Faturanın Mail Yoluyla Tebliği ve Mailin Ulaşmadığı Savunması Karşısındaki Durumu

1- Fatura Mail Yoluyla Tebliğ Edilebilir Mi?

Elektronik fatura düzenine geçildiğinden beri, faturaların sadece fatura düzenlenirken girilen mail adresine gönderildiği, haliyle tekrar fiziksel tebligat yapılmadığı görülmektedir. Peki bu uygulama, olası bir uyuşmazlık halinde ne gibi etkiler doğuracaktır? Elektronik yolla tebligat ya da mail yoluyla tebligat, davalı tarafın “tebligat bana ulaşmadı” şeklindeki inkarı karşısında geçerli bir tebligat sayılabilecek midir? Faturanın tebliğinde şekil şartı var mıdır? Varsa bu şekle uyulmamasının sonuçları nelerdir? Bu sorulara cevap aramaya çalışacağımız yazımıza kaynaklık eden Yargıtay kararının paylaşılması ve iyi anlaşılması önem arz eder.

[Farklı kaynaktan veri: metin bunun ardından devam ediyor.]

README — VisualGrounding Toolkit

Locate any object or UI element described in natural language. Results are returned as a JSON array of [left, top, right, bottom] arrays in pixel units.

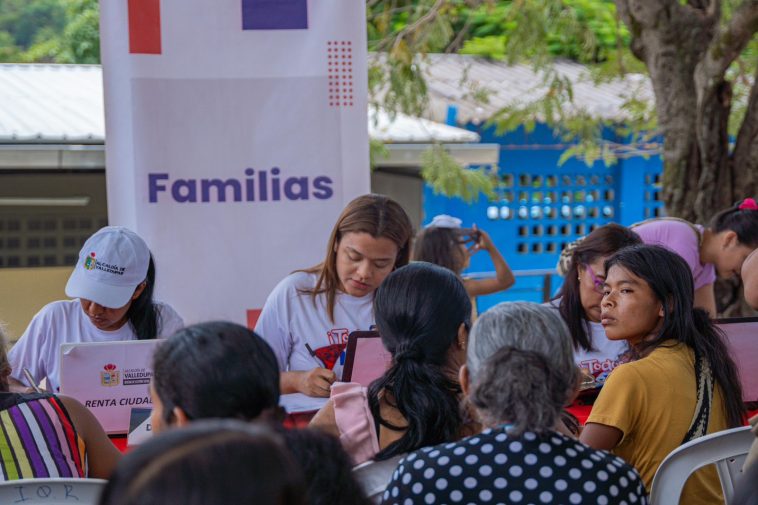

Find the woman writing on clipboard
[[255, 195, 413, 412]]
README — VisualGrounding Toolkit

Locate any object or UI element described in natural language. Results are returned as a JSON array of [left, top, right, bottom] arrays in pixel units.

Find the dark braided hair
[[368, 262, 471, 460]]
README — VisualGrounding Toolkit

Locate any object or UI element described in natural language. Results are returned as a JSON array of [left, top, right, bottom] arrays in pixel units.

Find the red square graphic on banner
[[128, 0, 161, 54]]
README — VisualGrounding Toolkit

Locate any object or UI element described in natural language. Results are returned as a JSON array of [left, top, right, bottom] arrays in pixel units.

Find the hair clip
[[737, 198, 758, 210]]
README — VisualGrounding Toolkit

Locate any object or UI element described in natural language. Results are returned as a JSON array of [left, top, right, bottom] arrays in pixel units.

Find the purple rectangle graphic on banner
[[242, 0, 308, 30]]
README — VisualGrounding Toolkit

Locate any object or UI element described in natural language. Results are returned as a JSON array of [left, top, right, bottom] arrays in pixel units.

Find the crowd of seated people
[[0, 191, 758, 505]]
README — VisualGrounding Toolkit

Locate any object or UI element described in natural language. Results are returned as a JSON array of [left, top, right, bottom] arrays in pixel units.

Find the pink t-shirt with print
[[632, 219, 716, 289]]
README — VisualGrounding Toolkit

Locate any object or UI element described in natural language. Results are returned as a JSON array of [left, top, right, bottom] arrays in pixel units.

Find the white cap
[[424, 214, 463, 228], [66, 226, 150, 309]]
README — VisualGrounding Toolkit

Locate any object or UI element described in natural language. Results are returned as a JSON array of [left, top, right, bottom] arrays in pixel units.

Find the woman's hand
[[472, 225, 495, 253], [289, 368, 337, 398]]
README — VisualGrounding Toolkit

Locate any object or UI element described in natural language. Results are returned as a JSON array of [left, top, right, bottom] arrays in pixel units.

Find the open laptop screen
[[342, 331, 392, 387]]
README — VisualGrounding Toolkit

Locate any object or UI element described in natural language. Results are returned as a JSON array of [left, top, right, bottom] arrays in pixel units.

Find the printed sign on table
[[101, 0, 369, 324], [61, 340, 160, 434]]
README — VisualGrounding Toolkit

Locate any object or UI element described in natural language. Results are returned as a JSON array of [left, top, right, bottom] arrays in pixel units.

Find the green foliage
[[0, 0, 100, 63], [368, 139, 390, 170], [421, 145, 497, 203]]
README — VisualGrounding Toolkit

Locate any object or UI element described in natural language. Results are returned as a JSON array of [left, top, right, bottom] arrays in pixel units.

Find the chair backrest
[[650, 426, 755, 505], [0, 478, 107, 505], [353, 454, 405, 503]]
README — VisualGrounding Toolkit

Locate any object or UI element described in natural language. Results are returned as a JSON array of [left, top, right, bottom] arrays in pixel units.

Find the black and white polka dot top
[[382, 427, 647, 505]]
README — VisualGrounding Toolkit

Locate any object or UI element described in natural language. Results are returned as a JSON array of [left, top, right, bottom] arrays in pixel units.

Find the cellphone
[[459, 228, 482, 247]]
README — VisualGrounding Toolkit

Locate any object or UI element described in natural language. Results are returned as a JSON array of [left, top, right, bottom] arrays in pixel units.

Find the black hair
[[605, 245, 745, 428], [368, 262, 471, 460], [126, 254, 160, 340], [281, 428, 371, 505], [99, 418, 305, 505], [709, 200, 758, 247], [153, 321, 279, 424], [411, 226, 466, 274], [556, 223, 642, 351]]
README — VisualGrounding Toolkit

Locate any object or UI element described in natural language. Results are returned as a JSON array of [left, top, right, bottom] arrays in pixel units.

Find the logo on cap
[[84, 252, 97, 270]]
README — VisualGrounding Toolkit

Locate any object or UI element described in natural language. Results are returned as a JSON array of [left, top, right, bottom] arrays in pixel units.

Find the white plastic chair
[[0, 478, 107, 505], [353, 454, 406, 503], [650, 426, 755, 505]]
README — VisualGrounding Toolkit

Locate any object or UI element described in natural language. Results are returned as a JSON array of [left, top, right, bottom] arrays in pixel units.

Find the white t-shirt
[[550, 298, 629, 385], [255, 272, 375, 412], [8, 299, 184, 393]]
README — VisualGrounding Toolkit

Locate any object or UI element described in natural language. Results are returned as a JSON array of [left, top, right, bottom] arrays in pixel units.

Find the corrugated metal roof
[[0, 64, 479, 144], [368, 107, 479, 144], [373, 54, 653, 123], [0, 64, 105, 143]]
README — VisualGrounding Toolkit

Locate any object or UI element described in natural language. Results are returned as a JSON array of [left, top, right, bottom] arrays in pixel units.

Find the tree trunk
[[616, 0, 758, 311]]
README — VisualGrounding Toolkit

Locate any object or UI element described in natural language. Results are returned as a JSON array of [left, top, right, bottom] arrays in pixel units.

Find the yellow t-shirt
[[587, 341, 728, 505]]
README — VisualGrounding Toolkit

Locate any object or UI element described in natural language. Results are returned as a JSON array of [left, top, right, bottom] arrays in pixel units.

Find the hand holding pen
[[297, 343, 337, 398]]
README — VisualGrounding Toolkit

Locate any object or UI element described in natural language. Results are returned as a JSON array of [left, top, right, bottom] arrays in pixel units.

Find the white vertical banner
[[100, 0, 369, 323]]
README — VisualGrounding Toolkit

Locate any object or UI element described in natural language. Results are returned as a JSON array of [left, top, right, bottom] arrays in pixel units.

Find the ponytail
[[368, 262, 471, 460], [710, 198, 758, 247], [368, 346, 463, 460], [126, 254, 160, 340], [684, 308, 745, 428]]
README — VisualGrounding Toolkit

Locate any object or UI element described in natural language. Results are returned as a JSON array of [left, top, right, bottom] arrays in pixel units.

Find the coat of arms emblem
[[100, 363, 121, 387]]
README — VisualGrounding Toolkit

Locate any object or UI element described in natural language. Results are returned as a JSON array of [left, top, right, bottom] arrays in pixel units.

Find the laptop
[[714, 317, 758, 403], [342, 331, 392, 387], [60, 339, 160, 435]]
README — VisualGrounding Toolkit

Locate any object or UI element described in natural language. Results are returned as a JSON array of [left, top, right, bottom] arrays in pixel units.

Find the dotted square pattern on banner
[[326, 40, 354, 107]]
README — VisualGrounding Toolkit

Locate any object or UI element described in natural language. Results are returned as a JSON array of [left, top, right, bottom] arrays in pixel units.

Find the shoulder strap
[[682, 353, 713, 444]]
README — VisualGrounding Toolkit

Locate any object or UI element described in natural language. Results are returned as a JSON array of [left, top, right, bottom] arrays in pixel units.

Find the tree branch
[[698, 0, 758, 86], [732, 70, 758, 195], [393, 0, 445, 51]]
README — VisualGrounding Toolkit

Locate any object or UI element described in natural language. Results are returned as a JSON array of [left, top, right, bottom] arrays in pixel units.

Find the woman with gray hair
[[382, 302, 647, 504]]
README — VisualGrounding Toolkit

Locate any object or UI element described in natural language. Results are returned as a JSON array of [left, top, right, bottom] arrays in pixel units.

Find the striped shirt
[[0, 393, 87, 481]]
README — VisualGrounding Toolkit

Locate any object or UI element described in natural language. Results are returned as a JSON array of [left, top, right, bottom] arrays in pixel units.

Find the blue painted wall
[[423, 124, 662, 312]]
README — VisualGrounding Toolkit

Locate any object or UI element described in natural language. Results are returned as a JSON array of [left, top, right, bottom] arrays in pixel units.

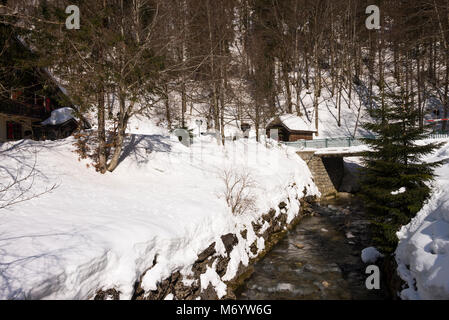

2- Faturanın Tebliği, Tebliğe İtiraz Edilmemesi ve Sonuçları

Şu yazımızda detayları ile incelendiği üzere, fatura tebliğ edilmiş, karşı tarafça süresi içerisinde itiraza uğramamış ve fakat fatura alıcısı tarafından da deftere işlenmemişse; alacaklı tarafça sözleşmesel ilişkinin ispatlandığı hallerde, fatura içeriğinin sözleşmesel ilişkiye uygun olduğu karine olarak kabul edilmekle birlikte, fatura içeriğine konu mal veya hizmetin teslim edildiği olgusu fatura alacaklısı tarafından ayrıca ispatlanmak zorundadır. Eğer fatura içeriğine konu mal veya hizmetin teslim edildiği veya işin yapıldığı ispat edilemiyorsa, faturanın itiraza uğramamış olması alacağın varlığının ispat edildiği anlamına gelmez. Detaylar için tıklayınız

3- Mail Yoluyla Gönderilen Faturaya İtiraz Edilmemesi, Tebliğ Edildiğinin İspatı, İtiraz Edildiğinin İspat ve Mailin İnkarı Senaryoları

3.1. Mail Yoluyla Gönderilen Faturalarda Temel Kurallar

E-fatura, karşı tarafa mail yoluyla KEP adresi üzerinden değil de standart bir mail adresine mail göndermek suretiyle gönderilmiş olabilir. Burada bir usule aykırılık söz konusu değildir. Zira fatura TTK 18/3 hükmündeki belgelerden değildir bu nedenle oradaki düzenlemelere tabii de değildir. Kaldı ki öyle olsa bile söz konusu düzenlemede yer verilen şart geçerlilik değil ispat şartıdır. Mail olarak gönderilen faturaya itiraz da yine mail yoluyla veya noterden yapılabilir. Mail yolu ile gönderilen faturaya itiraz süresi faturanın tebliğinden sonraki gün başlar ve sekiz gündür. Fakat mail UETS sistemi üzerinden noter tarafından gönderilmiş ise bu kez itiraz süresi okunma tarihinde başlayacaktır. Burada okunma tarihi ne olursa olsun beş günlük süreden sonra başlayacağına dair görüş ve kararlar varsa da henüz konuyla ilgili yargısal görüş birliği oluşmadığından tedbirli olmak gerekir.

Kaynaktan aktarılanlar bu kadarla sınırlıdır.